As the Canadian cannabis landscape shifts and the industry grows with each passing day, one important question remains on the mind of many cannabis business owners: Why is the Toronto Stock Exchange (TSX) afraid of Canadians doing business with American cannabis companies?
The TSX and the TSX Venture Exchange sent shockwaves through the cannabis industry by announcing on Oct. 16, 2017, that any of their listed companies involved in activities that violate US federal law — namely dealing in anything weed-related in the US — could be delisted. TSX added that although various states had legalized, marijuana was and still is a Schedule I drug on the Controlled Substances Act in the United States.
Today, that position on US cannabis still stands despite the fact that other exchanges, such as the Canadian Securities Exchange (CSE), allow Canadian companies including INDIVA (disclosure: I am INDIVA’s director of business development), to have ties to American cannabis and also list on their exchange.
“There was a lot of uncertainty in the summertime [of 2017], there were a lot of articles written about it and some volatility in the stocks as a result of this,” Andrew Wilder, chair of the Cannabis Law Group at Torkin Manes LLP, told Marijuana.com. “There were issues because a number of TSX-listed cannabis companies had these US operations, and [the TSX]was actively talking with them to try and figure out how to resolve the issue.”
Before the announcement, companies on the TSX that fund or assist American cannabis companies obviously did not feel that cross-border partnerships were enough of a violation to risk getting delisted, so what spooked the TSX into making this restriction?
One Possibility: The United States’ Long History of Influencing Canada’s Cannabis Policies
Canada has had a long history of harassment from our neighbor to the south when it comes to the legalities of cannabis.

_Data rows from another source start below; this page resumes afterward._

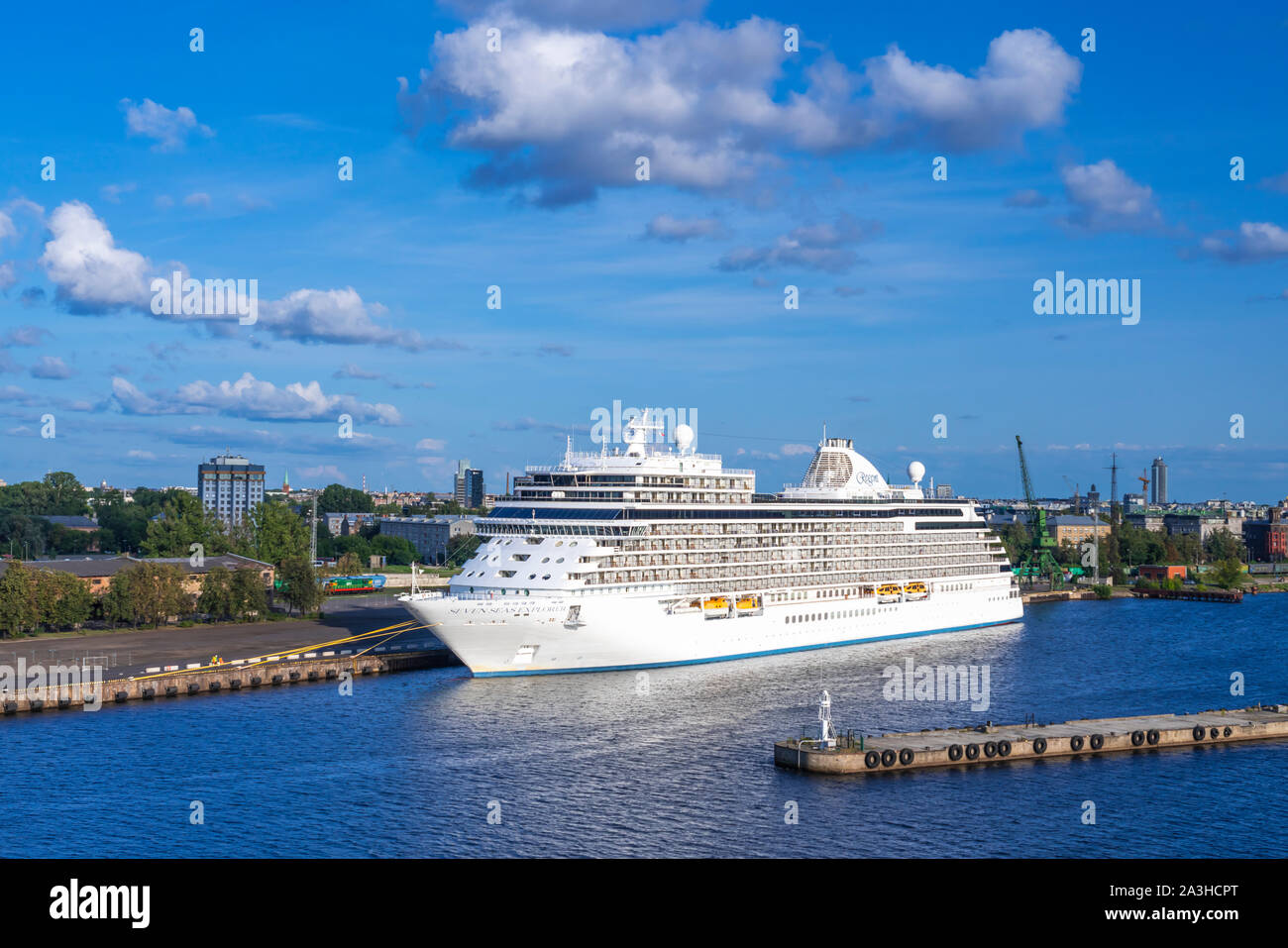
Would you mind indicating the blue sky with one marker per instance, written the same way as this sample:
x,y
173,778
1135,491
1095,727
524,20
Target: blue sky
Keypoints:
x,y
768,167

In the late 1930s, when cannabis prohibition was enacted in the US, our American friends persuaded the Royal Canadian Mounted Police to go across the country and get farms to take down their hemp plants, which were growing everywhere.
Over the next several decades, it was impossible to escape the gargantuan level of American propaganda spewing the gospel on the dangers of pot across its northern border. This poisonous reefer madness mentality became so prevalent that any discussion around marijuana legalization was quickly demonized as the musings of degenerates looking to validate a drug habit.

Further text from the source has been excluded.